When 4.0 was released, many of the language changes were not release
noted. In some cases because it was impossible to define how it used to
work :-). For this particular change, there should probably have been a
note.
>> I'm prepared to believe that there's no Puppet code change, which would
>> explain why it's not documented in any release notes, but there's certainly
>> an observable behavior difference between the two example runs. If that is
>> not to be accounted a Puppet behavior change then I suppose it must also be
>> observable with (only) Puppet 3.8 running on different Ruby versions.

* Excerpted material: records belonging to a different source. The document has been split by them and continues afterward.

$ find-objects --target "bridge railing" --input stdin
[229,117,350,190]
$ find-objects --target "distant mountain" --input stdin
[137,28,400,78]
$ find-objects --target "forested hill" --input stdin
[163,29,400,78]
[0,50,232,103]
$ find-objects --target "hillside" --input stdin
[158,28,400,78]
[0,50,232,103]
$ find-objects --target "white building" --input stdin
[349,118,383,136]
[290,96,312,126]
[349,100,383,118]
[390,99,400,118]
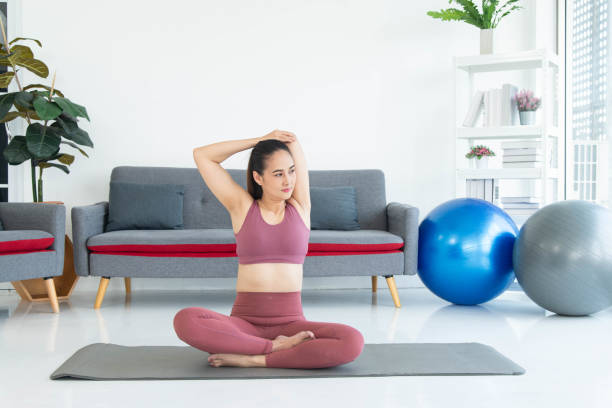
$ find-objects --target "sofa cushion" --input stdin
[310,186,360,231]
[105,181,185,231]
[87,228,404,257]
[0,230,54,255]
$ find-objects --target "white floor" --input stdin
[0,286,612,408]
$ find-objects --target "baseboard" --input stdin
[0,275,522,295]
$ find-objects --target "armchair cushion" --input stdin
[310,186,360,231]
[87,228,404,257]
[105,181,185,231]
[0,230,54,255]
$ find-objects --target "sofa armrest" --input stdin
[71,201,108,276]
[0,203,66,276]
[387,202,419,275]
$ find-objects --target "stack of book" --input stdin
[501,141,544,168]
[465,179,499,203]
[463,84,518,127]
[501,196,540,224]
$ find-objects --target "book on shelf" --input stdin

>> That's a nice gotcha if you happen to rely on interpolating arrays (not
>> that I would recommend doing so in any case).
>
The recommendation is to be explicit about how arrays and hashes should
be formatted if they are wanted in String form (Using either String.new
with a suitable format, or using the join function).
> yeah, and so you would I think, certainly recall people on IRC running into that.
>
>>
>> On the other hand, I observe that the current (4.6) Puppet docs document
>> the array interpolation format
>> <
https://docs.puppet.com/puppet/4.6/reference/lang_data_string.html#conversion-of-interpolated-values>,
>> independent of underlying Ruby. That may now be a distinction without much
>> practical difference, but it's the right thing to do: details of the
>> infrastructure -- and especially changes to them -- ought not to leak out
>> into Puppet's user-facing behavior. This sort of thing will become more
>> important as Puppet continues its movement away from Ruby as the main
>> implementation language.
>
> yup, this becomes a specified and supported way to do this and you can probably
> expect these to be properly treated in future.
>
Yes, now that it is specified it is part of the API.
Yes, the more advanced formatting stuff is intended to be the basic
building blocks for functions. The current support should be compared to
Ruby's Kernel#format. The surface level functionality is easy to use
though - for example things like String('%d', 42)
>
>> In any case, inasmuch as the OP was asking about behavioral differences, it
>> is highly relevant that the one observable difference of any significance
>> arises not because of a difference in the version of Puppet, but because of
>> a difference in the version of the Ruby underneath.
>
> Yeah, expect less of that as work moves toward C based compilers etc, this
> will make pinning every thing down to specified behaviour, good times.
>
Having the Puppet Language specification is key here.